Key Laboratory of Mental Health, Institute of Psychology, Chinese Academy of Sciences, Beijing, 100101, China.
BMC Bioinformatics. 2013 May 2;14:151. doi: 10.1186/1471-2105-14-151.
Complex traits may be defined by a range of different criteria. It would result in a loss of information to perform analyses simply on the basis of a final clinical dichotomized affected / unaffected variable.
We assess the performance of four alternative approaches for the analysis of multiple phenotypes in genetic association studies. We describe the four methods in detail and discuss their relative theoretical merits and disadvantages. Using simulation we demonstrate that PCA provides the greatest power when applied to both correlated phenotypes and with large numbers of phenotypes. The multivariate approach had low type I error only with independent phenotypes or small numbers of phenotypes. In this study, our application of the four methods to schizophrenia data provides converging evidence of the relative performance of the methods.
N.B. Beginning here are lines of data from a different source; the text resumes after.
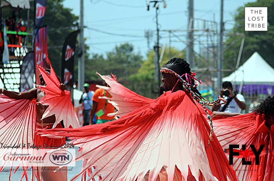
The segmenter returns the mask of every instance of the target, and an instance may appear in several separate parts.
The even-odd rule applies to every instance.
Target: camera
[[[223,94],[225,96],[228,97],[228,95],[229,95],[229,91],[227,90],[224,91],[223,92]]]

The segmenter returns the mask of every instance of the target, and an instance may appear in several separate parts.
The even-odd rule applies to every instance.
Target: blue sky
[[[194,0],[194,18],[211,21],[215,19],[218,23],[220,22],[220,0]],[[226,29],[232,27],[233,22],[229,21],[233,19],[233,15],[238,7],[254,1],[224,0],[224,21],[228,21],[225,25]],[[139,51],[146,57],[148,46],[144,31],[154,31],[150,48],[153,47],[156,38],[156,10],[152,3],[148,11],[145,0],[84,0],[84,24],[87,27],[84,31],[84,36],[87,38],[86,43],[89,46],[90,53],[105,55],[116,45],[127,42],[133,45],[136,51]],[[167,0],[166,2],[167,6],[166,8],[163,8],[162,3],[159,5],[158,21],[160,30],[186,29],[188,1]],[[65,7],[72,9],[73,13],[79,15],[79,0],[65,0],[63,4]],[[219,29],[219,25],[218,28]],[[160,44],[164,43],[166,35],[165,32],[160,32]],[[181,42],[173,41],[171,45],[181,49],[186,46]]]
Via power analysis of simulated data and testing of experimental data, we conclude that PCA, creating one variable based on a linear combination of all the traits, performs optimally. We propose that our comparison will provide insight into the properties of the methods and help researchers to choose appropriate strategy in future experimental studies.
复杂性状可以由一系列不同的标准来定义。如果仅仅基于最终的临床二分法(患病/未患病)变量来进行分析,将会导致信息丢失。
我们评估了在遗传关联研究中分析多个表型的四种替代方法的性能。我们详细描述了这四种方法,并讨论了它们相对的理论优点和缺点。通过模拟,我们证明了当应用于相关表型和大量表型时,主成分分析(PCA)提供了最大的功效。多变量方法仅在独立表型或少量表型时具有较低的Ⅰ类错误率。在这项研究中,我们将这四种方法应用于精神分裂症数据,为方法的相对性能提供了一致的证据。
通过对模拟数据的功效分析和对实验数据的检验,我们得出结论,基于所有特征的线性组合创建一个变量的主成分分析(PCA)表现最佳。我们建议,我们的比较将深入了解这些方法的特性,并帮助研究人员在未来的实验研究中选择适当的策略。